Thank you for your insights.

Hi Frederic, It sounds like your consulting is the priority. Do you find that a good number of the start-ups you begin to work with are not full time opportunities?

Hi Rob, The EIR position was mentioned to me recently. Do you feel it would be as effective as the consultant path? Also, what is the typical background that they look for in an EIR?

Hi Tom, Thanks for perspective. Since you have worked with consultants in the past, what sort of things would you look for a consultant on in the sales strategy arena?

Thanks again everyone.
Tom Maiaroto
0
0
Tom Maiaroto Entrepreneur • Advisor
Full Stack Consultant
@Donny Sales is precisely what I've been in need of for some time. The on going pain point for me is selling licenses to companies for a product and/or custom integrations (services) specifically to corporate. Navigating those deals and agreements is a major pain point. Connecting with buyers is harder.

My latest adventures have also taken me in a MRR direction with a lower price point targeting small businesses and individuals. This probably isn't as attractive to someone in sales. Far less opportunity for commission, etc. On the up-side, connecting with buyers directly is far easier.
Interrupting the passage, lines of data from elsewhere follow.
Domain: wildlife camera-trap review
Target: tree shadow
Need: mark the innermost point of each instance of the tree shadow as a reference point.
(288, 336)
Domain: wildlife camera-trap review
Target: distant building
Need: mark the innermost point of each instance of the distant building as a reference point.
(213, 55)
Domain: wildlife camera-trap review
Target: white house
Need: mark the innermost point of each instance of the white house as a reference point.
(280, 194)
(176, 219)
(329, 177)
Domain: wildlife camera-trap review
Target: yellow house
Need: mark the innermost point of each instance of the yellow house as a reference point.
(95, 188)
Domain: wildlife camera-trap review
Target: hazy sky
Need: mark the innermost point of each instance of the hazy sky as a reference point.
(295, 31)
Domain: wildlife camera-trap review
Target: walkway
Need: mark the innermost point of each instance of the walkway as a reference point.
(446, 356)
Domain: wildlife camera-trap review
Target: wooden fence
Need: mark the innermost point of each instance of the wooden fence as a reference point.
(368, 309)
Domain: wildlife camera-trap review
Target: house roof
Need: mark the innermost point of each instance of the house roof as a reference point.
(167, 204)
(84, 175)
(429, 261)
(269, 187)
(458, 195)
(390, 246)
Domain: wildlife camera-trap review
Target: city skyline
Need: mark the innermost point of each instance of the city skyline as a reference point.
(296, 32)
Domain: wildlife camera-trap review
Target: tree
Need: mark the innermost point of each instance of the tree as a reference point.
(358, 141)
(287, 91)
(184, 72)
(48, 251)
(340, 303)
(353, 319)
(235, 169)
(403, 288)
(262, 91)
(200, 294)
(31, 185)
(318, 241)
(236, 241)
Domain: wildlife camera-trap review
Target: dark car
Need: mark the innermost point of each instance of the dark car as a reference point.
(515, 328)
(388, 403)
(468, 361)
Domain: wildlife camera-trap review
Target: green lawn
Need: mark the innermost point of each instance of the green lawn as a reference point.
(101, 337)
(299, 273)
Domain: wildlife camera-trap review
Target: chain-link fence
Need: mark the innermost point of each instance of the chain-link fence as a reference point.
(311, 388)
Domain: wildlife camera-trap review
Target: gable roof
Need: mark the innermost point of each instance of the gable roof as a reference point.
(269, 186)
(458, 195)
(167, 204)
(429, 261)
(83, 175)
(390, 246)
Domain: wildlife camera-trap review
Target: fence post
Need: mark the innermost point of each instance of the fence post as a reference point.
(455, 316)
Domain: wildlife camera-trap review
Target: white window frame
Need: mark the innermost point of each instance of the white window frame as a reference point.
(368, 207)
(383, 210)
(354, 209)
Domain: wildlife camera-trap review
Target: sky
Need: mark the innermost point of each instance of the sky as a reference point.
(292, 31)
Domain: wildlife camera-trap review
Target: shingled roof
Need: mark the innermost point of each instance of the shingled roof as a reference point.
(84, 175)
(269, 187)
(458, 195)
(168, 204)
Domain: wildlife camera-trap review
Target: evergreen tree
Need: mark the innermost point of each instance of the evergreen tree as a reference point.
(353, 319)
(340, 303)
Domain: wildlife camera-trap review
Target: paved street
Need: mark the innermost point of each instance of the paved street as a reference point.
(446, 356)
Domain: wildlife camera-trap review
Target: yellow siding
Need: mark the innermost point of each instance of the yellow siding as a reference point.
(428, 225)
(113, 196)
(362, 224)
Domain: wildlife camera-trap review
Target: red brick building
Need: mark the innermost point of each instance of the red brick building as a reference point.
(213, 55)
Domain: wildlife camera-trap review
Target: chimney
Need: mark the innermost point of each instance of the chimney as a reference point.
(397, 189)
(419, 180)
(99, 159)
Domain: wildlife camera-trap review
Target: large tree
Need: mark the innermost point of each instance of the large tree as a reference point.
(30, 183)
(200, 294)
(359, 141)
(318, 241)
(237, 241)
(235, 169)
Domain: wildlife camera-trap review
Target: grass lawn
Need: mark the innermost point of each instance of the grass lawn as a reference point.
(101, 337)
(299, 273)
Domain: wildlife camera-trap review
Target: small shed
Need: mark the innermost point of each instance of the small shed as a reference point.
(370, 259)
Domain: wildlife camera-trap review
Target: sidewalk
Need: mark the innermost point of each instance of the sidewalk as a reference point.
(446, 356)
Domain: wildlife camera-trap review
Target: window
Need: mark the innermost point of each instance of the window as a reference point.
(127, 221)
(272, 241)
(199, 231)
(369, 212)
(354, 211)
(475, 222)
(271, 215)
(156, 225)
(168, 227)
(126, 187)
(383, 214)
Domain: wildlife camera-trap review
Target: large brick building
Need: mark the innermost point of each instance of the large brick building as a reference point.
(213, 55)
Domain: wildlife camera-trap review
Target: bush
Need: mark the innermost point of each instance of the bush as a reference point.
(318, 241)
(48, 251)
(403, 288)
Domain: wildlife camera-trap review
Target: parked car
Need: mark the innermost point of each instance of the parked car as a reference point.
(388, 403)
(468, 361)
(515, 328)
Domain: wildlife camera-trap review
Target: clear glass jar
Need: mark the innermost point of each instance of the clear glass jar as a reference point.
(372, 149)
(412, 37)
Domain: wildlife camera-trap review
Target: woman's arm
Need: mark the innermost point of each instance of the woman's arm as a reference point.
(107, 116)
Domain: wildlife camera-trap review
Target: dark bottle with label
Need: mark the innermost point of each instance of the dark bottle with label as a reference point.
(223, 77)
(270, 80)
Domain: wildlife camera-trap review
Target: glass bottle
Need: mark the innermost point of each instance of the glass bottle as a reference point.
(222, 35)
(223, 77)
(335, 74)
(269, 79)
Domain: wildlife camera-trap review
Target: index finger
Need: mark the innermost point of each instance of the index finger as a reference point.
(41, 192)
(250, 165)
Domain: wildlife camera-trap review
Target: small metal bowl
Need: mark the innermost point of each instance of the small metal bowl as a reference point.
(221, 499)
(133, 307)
However, both scenarios come with a lot of intricacies and an advisor for each (maybe it's a few advisors even who happen to specialize in x, y, or z) would be very helpful.

...And of course when you're talking about a startup (a bootstrapped one at that) cash isn't always available. Commission, small amounts of equity (again remember pre-funding), these become the only thing to barter with. At least until there is funding (raised or via sales). I do like things like Clairty.fm and such where you can pay by the minute/hour for advice too. Having a couple hundred here or there for some quality info and guidance is within I think most startup's budget.

As a consultant, I myself have had plenty of people paying me by the minute/hour in a similar fashion. It'd be great to simply have one big forum (or some format) to exchange knowledge and help, but I have yet to see that work. FounderDating is quite nice though.